Hacking the Inference Pareto Frontier

00:00:00.040 | Hey there, everyone. I'm Kyle Cranin and today I'll be talking about how to break the inference

00:00:18.760 | Pareto frontier in your advantage. Really, the thing that enables the success is that a good

00:00:25.240 | model and a good system that takes into account the actual constraints for what you need from

00:00:30.460 | your deployment is actually key to the success of both your deployment and the application

00:00:35.260 | that is backed by it. So, who am I and why am I talking about this? As I said, my name

00:00:42.120 | is Kyle Cranin. Currently, I work at NVIDIA. Previously at NVIDIA, I was leading and GMing

00:00:50.680 | the largest inference deployment at NVIDIA with a multiple tens of millions dollar quarterly

00:00:56.080 | cloud bill. And now I'm an architect and lead for a project that we just released an open

00:01:01.420 | source called NVIDIA Dynamo that aims to do things like enable data center scale inference

00:01:07.300 | to manipulate your deployment and manipulate the Pareto frontier in order to achieve better

00:01:12.020 | SLAs or achieve lower costs for existing SLAs with techniques like disaggregation or more

00:01:17.880 | techniques that we'll talk about later in the talk. Dynamo is... The Dynamo meetup is linked

00:01:23.600 | right here. You can learn more about Dynamo there if you want to look it up. And I'll also have

00:01:27.240 | that at the end of the talk as well. So, the three things that we or I like to think about

00:01:33.620 | when I'm thinking about whether or not something can actually be deployed and used is really simple.

00:01:39.020 | It's quality. Whether or not your application and the system around your model is capable of, you know,

00:01:44.420 | completing tasks with some level of accuracy or quality. Latency. Whether or not the task can be

00:01:50.720 | completed in a fast enough envelope for, you know, either the user to be happy or to meet safety

00:01:55.520 | guarantees like for robotics. And cost. Can the LLM complete the task cheaply enough per request in

00:02:03.200 | order for you to meet whatever, you know, margin requirements you have for your application.

00:02:07.160 | And one of the ways that we generally compare these three things is through Pareto frontier. Now,

00:02:14.720 | the frontier I'm showing here is two-dimensional. It's actually really hard to plot things in 3D on

00:02:19.700 | a 2D slide. So, I'm gonna just show two dimensions. Really what this looks like is you have this, like,

00:02:24.600 | edge. We have this edge that sort of represents the best or to the top and rightmost points that we

00:02:35.700 | achieve for, you know, a specific set of attributes. So, in this case, we have the TPS per GPU, which is

00:02:42.700 | effectively a cost metric.

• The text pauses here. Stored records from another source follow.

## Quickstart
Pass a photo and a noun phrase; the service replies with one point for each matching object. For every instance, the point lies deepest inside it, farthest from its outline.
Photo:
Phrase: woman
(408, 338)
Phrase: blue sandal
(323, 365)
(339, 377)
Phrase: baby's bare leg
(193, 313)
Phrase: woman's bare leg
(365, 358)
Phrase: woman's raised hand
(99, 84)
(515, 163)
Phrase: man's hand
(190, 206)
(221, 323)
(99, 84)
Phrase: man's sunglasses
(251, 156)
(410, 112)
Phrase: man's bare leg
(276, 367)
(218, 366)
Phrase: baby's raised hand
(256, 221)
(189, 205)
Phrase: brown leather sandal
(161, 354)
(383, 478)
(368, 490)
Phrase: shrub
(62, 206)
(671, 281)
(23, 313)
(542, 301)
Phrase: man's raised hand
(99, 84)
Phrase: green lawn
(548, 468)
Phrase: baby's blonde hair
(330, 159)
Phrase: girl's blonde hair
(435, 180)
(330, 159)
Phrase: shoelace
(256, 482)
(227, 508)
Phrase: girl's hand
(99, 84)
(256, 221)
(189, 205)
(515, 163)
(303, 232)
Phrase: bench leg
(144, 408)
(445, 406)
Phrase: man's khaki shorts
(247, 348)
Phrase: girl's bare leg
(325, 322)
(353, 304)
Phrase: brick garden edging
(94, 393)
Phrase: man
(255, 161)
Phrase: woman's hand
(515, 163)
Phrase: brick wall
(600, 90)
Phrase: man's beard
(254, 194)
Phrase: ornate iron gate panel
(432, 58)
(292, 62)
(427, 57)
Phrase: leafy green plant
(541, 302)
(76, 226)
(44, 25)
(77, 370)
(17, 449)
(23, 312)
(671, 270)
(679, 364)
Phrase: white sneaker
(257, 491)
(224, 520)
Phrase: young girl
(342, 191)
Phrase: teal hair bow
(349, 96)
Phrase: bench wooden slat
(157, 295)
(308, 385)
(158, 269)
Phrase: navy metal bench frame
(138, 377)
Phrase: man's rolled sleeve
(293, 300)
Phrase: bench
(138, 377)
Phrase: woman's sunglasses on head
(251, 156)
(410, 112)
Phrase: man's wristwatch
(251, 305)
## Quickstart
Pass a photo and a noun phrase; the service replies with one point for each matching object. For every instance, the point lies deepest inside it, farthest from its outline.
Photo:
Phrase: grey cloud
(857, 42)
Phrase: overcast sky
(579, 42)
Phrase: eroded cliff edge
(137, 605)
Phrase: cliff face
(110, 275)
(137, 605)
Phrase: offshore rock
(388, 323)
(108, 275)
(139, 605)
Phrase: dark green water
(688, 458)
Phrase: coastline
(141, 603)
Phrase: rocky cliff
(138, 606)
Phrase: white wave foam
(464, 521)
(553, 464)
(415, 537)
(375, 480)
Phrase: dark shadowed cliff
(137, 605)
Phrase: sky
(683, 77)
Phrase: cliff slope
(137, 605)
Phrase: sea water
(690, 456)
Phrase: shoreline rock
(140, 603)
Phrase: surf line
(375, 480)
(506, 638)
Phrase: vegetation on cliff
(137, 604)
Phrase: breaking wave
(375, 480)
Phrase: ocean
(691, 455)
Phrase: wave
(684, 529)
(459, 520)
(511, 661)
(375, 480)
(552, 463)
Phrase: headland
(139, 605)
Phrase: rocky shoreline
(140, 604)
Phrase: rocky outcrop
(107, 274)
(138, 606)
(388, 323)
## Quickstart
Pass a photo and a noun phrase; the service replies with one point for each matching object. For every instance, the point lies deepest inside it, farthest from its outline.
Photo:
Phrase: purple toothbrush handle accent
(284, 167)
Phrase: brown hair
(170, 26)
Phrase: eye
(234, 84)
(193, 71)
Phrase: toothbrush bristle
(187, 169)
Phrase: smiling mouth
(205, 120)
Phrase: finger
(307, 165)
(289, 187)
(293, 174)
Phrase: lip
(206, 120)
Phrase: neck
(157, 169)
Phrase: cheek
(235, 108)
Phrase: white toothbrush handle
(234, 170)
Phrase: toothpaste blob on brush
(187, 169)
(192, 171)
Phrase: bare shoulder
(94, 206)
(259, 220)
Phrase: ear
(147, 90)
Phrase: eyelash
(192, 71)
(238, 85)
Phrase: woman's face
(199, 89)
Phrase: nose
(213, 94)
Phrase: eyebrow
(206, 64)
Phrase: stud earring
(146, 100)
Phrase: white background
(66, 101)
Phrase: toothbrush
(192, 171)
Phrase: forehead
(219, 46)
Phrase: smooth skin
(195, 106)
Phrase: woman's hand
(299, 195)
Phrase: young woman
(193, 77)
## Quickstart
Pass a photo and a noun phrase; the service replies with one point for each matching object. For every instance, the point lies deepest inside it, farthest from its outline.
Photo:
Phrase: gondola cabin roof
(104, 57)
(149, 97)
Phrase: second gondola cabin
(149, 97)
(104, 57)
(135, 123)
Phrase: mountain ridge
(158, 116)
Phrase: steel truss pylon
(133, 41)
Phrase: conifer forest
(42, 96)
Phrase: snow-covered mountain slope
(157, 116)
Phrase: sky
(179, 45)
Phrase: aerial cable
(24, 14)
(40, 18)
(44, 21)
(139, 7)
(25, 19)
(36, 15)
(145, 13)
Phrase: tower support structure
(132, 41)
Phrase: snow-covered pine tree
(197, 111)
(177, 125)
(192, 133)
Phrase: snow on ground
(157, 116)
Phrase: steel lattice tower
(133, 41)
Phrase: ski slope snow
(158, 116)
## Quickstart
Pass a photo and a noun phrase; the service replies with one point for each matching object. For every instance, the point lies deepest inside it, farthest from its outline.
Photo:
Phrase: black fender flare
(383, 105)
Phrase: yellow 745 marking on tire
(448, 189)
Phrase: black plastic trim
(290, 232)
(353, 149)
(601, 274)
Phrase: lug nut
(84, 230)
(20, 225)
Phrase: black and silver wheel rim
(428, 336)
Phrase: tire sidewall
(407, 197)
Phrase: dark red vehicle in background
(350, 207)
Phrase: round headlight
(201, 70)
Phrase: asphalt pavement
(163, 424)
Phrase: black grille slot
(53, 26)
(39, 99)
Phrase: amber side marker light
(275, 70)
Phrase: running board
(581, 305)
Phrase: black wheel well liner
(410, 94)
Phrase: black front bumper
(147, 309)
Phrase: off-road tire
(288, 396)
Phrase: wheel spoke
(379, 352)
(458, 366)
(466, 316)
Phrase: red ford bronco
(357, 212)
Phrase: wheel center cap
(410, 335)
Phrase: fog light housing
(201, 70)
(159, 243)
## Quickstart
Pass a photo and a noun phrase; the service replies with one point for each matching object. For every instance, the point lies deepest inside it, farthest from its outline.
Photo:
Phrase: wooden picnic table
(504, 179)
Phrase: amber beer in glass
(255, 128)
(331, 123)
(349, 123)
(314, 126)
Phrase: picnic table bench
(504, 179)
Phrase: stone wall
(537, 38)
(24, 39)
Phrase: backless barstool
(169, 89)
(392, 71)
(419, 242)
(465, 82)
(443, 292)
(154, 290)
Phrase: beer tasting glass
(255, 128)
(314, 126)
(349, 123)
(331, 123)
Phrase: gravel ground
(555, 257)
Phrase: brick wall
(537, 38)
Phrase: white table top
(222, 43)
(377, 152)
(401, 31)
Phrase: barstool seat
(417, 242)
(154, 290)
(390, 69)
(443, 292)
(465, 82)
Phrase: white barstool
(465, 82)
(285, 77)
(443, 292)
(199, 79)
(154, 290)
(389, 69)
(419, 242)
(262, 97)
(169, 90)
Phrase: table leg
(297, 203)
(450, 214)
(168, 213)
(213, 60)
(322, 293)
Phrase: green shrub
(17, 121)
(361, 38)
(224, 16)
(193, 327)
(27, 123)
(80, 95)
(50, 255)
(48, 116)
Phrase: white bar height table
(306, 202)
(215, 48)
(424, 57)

How many requests can you handle per GPU per second? And the user TPS,

00:02:48.000 | which is a responsiveness metric, right? So, this is the latency versus the cost. And for different

00:02:53.340 | applications, really, you want to enable your Pareto front -- enable -- you actually really only want one

00:03:00.540 | point on the Pareto frontier. It's right. What is your operating latency? What is the operating quality

00:03:04.440 | you need? And how can you minimize cost for that? Now, this really actually depends on the application

00:03:09.960 | you're talking about. So, one of the most important things you're doing when you're thinking about breaking

00:03:14.460 | the Pareto frontier is you're thinking about your application. So, for example, if we're talking

00:03:18.840 | about personal cancer cures, which is a topic that's talked about a lot in the context of generative AI,

00:03:24.060 | in that situation, latency and cost are pretty much no object, right? You could spend millions of dollars

00:03:30.940 | on proving out a single cure. And if it works, the return on investment is so high that it doesn't

00:03:36.140 | really matter. To take a different example, tab completion like those that you see in popular

00:03:42.380 | IDEs, like cursor, all are very, very dependent upon snappiness. The user expects that when they

00:03:48.540 | press tab, they will see a recommendation for the next line or the next set of, you know, tokens very,

00:03:54.780 | very quickly. And then to take another code example, with respect to async code commits, things like,

00:04:01.100 | you know, cursors, what's it called? It's agent mode. And, you know, other applications where the chatbot or

00:04:11.900 | applications working next to the user, there's not as much a consideration for latency, but there is

00:04:17.100 | a concern for both quality and cost. And this sort of breaks down, or this sort of depends upon what

00:04:25.020 | the user expects from the application. Does it, do they expect it to be fast? Do they expect it to be

00:04:30.780 | slow? Are they involved in the loop with this application? Now, there are a series of, you know,

00:04:37.180 | techniques that are pretty commonly known about that all, you know, support the manipulation of this

00:04:41.980 | frontier. For example, quantization speeds up your latency and it also decreases your cost because you

00:04:47.100 | can produce higher batch sizes. Retrieval augmented generation generally slows down your application,

00:04:52.300 | makes it higher latency, increases the cost, but also increases the quality. And reasoning, for example,

00:04:58.220 | similar, you know, you produce more tokens to think. And changing the model config allows you to do any of

00:05:03.340 | these things. If you change how the model is represented in a parallel manner, you can significantly

00:05:08.700 | change the characteristics of speed, cost, and theoretically quality if you're talking about

00:05:13.980 | non-haloed context parallelism. The thing that I want to impart upon you before we jump into, like,

00:05:19.740 | a lot more of these advanced techniques is that these techniques can be compounded. So, for example,

00:05:23.980 | if you have an initial application and has some required performance, you can actually stack,

00:05:28.860 | for example, retrieval augmented generation in order to increase the quality, but make the latency worse.

00:05:34.140 | And you can also stack on top of that quantization of the model in order to speed up your latency.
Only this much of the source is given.